Washougal’s CRGE Students Help Decorate Governor’s Christmas Tree
Washougal, WA — Second grade art students of Columbia River Gorge Elementary are already getting into the holiday spirit by created ornaments for Washington Governor, Jay Inslee’s Christmas Tree.
CRGE art teacher, Joanna Sickels, saw the opportunity and applied to have CRGE participate in the project. “It is important for students to share their work and have it seen by a wide audience,” she said. “Projects that bring works out into the public like this help kids to invest in their art. This is also such a great opportunity to highlight our new art elementary program and let the state know that Washougal School District offers art instruction to all K-5 students.”

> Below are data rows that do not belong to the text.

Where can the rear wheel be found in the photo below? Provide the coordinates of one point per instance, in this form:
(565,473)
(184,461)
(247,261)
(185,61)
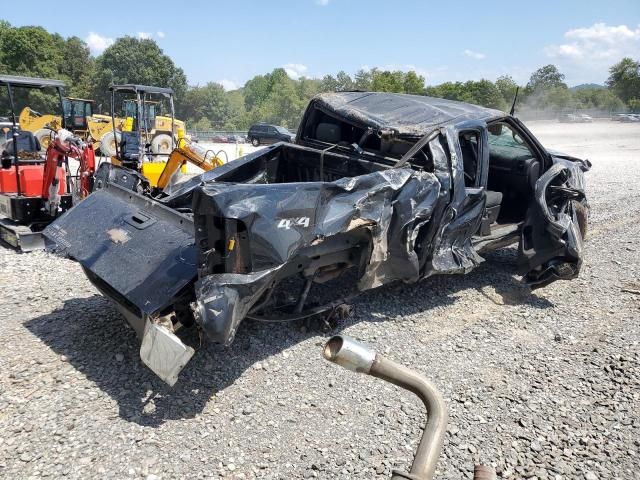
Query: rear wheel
(44,137)
(108,143)
(161,144)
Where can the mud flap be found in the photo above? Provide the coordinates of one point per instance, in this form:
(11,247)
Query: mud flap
(164,353)
(551,244)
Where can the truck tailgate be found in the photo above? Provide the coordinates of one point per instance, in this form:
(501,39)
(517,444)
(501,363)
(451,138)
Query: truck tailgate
(141,252)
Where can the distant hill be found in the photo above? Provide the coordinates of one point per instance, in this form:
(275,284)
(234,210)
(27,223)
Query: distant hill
(582,86)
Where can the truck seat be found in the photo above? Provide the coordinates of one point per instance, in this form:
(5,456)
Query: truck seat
(328,132)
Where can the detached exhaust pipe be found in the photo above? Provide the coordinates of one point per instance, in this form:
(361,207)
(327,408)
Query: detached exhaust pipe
(358,357)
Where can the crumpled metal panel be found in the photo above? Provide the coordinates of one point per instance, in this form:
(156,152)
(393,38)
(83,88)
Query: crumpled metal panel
(552,244)
(391,204)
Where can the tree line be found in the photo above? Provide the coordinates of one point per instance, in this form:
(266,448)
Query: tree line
(275,97)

Since 2013, the Governor’s Mansion has requested ornaments made by students from around the state to decorate the mansion’s Christmas Tree. The mansion receives a high number of visitors during the holiday season and guests greatly enjoy seeing the work of K-12 students from Washington State that decorates the tree.
“I’m delighted that Columbia River Gorge Elementary applied to participate and was selected,” said Anne Banks, Office of Superintendent of Public Instruction (OSPI) Learning and Teaching Program Supervisor. “This year the theme is “Sea Creatures” and we are all looking forward to seeing the ornaments they are creating!”

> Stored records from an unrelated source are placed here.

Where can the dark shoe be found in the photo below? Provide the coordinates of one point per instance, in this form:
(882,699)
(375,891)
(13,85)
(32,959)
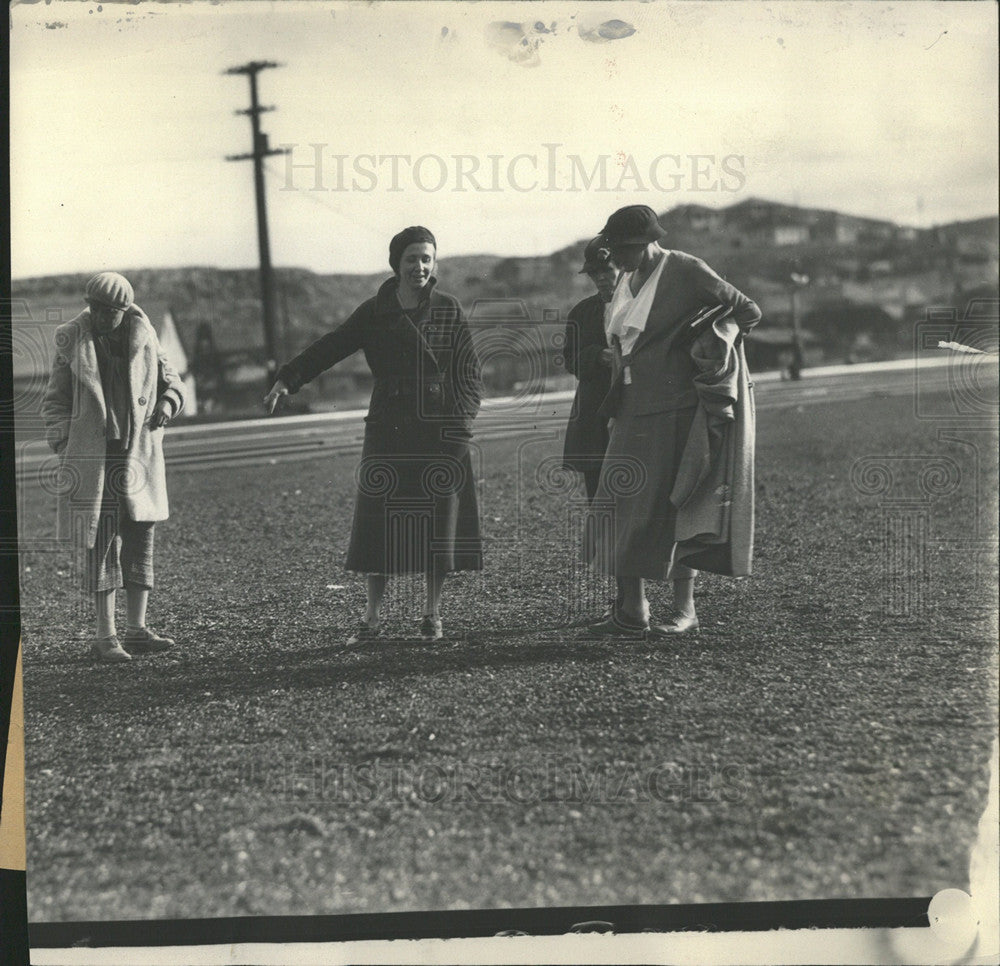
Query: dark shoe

Once Sickels learned the school was selected and the ornament theme, she emailed the staff to find out who was teaching about the ocean. “That is a second-grade subject so second graders were selected to create fish, integrating the two subjects,” she said. “I tell students that science and art are best friends, and math and art are best friend. Integrating arts in classroom subjects can show students how art is connected in so many ways to what they are learning.”
For their project, Sickels chose traditional Japanese paper-folding to create an origami fish. After folding the fish, students used decorative papers to collage and create attractive designs. “Origami is a beautiful medium,” she said. “The project allows them to use their personal creativity to make it their own unique fish ornament.”
According to Banks, the response this year was huge from classrooms across the state who wanted to participate, however, just twenty-two classrooms could be a part of the project. They were selected based on their art descriptions, ESD region, and whether they were an elementary, middle, or high school so that all regions and grade bands were represented in the statewide opportunity.